También importa qué ocurre con la capacidad de generar resultados mientras la organización administra sus recursos.
En el caso analizado, el balance muestra simultáneamente:
- 57,59 % de crecimiento en ingresos.
- 167,43 % de crecimiento en utilidad neta.
- 253,27 % de crecimiento en EBITDA.
- 18,57 % de crecimiento en patrimonio.
- 44,75 % de crecimiento en activos bajo administración.
- Un aumento de 11 % a 25 % en el indicador de eficiencia operativa.
No todos estos indicadores miden lo mismo.
Precisamente por eso resulta más interesante analizarlos en conjunto que quedarse con el 253,27 %.
¿Qué significa esto para una entidad que administra activos del Estado?
El caso de CISA tiene una particularidad que cambia la lectura empresarial.
No estamos hablando simplemente de una compañía que busca mejorar sus resultados financieros.
La entidad reporta que sus activos bajo administración aumentaron 44,75 % hasta alcanzar $411.147 millones, mientras desarrollaba una estrategia orientada a ampliar su capacidad de administrar estratégicamente los bienes del Estado.
Por eso, la eficiencia financiera adquiere una dimensión adicional.
La pregunta no es únicamente cuánto gana una organización.
También es qué tan bien administra los recursos y activos que están bajo su responsabilidad.
Ese es el verdadero interés empresarial del caso.
Finanzas e impacto social: dos conversaciones que pueden coexistir
El balance de CISA plantea además una segunda dimensión.
Mientras reporta crecimiento financiero, la entidad también presenta iniciativas de impacto social.
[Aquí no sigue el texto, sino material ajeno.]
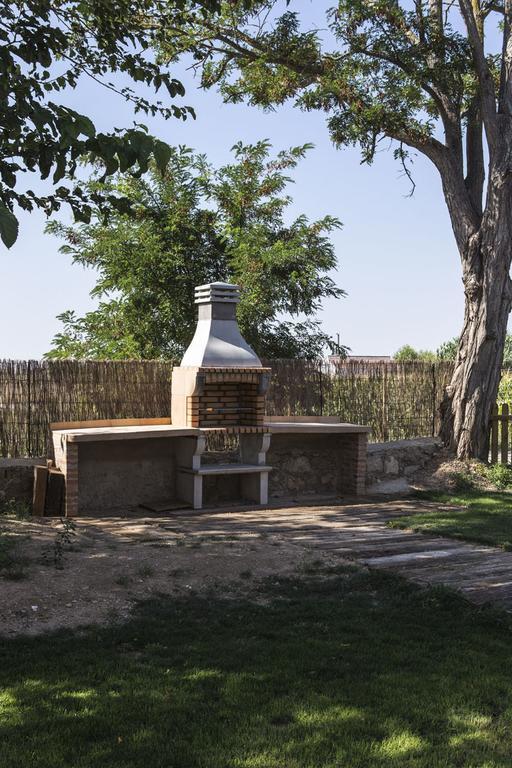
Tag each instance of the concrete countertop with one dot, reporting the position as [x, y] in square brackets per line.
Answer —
[95, 434]
[305, 428]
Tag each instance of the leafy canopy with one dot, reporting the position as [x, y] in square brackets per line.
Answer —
[191, 225]
[416, 73]
[46, 47]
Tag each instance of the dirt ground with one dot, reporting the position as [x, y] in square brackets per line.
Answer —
[111, 563]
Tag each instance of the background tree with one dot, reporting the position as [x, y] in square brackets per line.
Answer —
[408, 354]
[418, 73]
[192, 225]
[46, 47]
[448, 350]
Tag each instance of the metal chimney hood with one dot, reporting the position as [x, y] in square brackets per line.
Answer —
[217, 342]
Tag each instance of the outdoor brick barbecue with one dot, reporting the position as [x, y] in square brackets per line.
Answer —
[220, 382]
[220, 387]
Entre 2023 y 2025, CISA ejecutó el mandato del artículo 128 del Plan Nacional de Desarrollo 2022-2026 que permitió la condonación de créditos educativos del ICETEX para 8.345 colombianos, por un valor de $171.821 millones.
También reportó una Ruta de Gestión Social que ha beneficiado a 830 hogares y cinco organizaciones sociales, además de iniciativas de formalización y vivienda.
Esto permite introducir una discusión empresarial interesante:
¿Es posible mejorar los resultados financieros de una entidad pública y, al mismo tiempo, ampliar su impacto social?
La nota de CISA presenta precisamente esa combinación como parte de su balance.
La pregunta que queda sobre la mesa
El crecimiento del EBITDA de 253,27 % es, sin duda, uno de los datos más llamativos del balance 2022-2025 de CISA.
Pero la cifra adquiere verdadero valor cuando se pone en contexto con el resto de los indicadores: ingresos, patrimonio, utilidad neta, activos bajo administración, eficiencia operativa y desempeño institucional.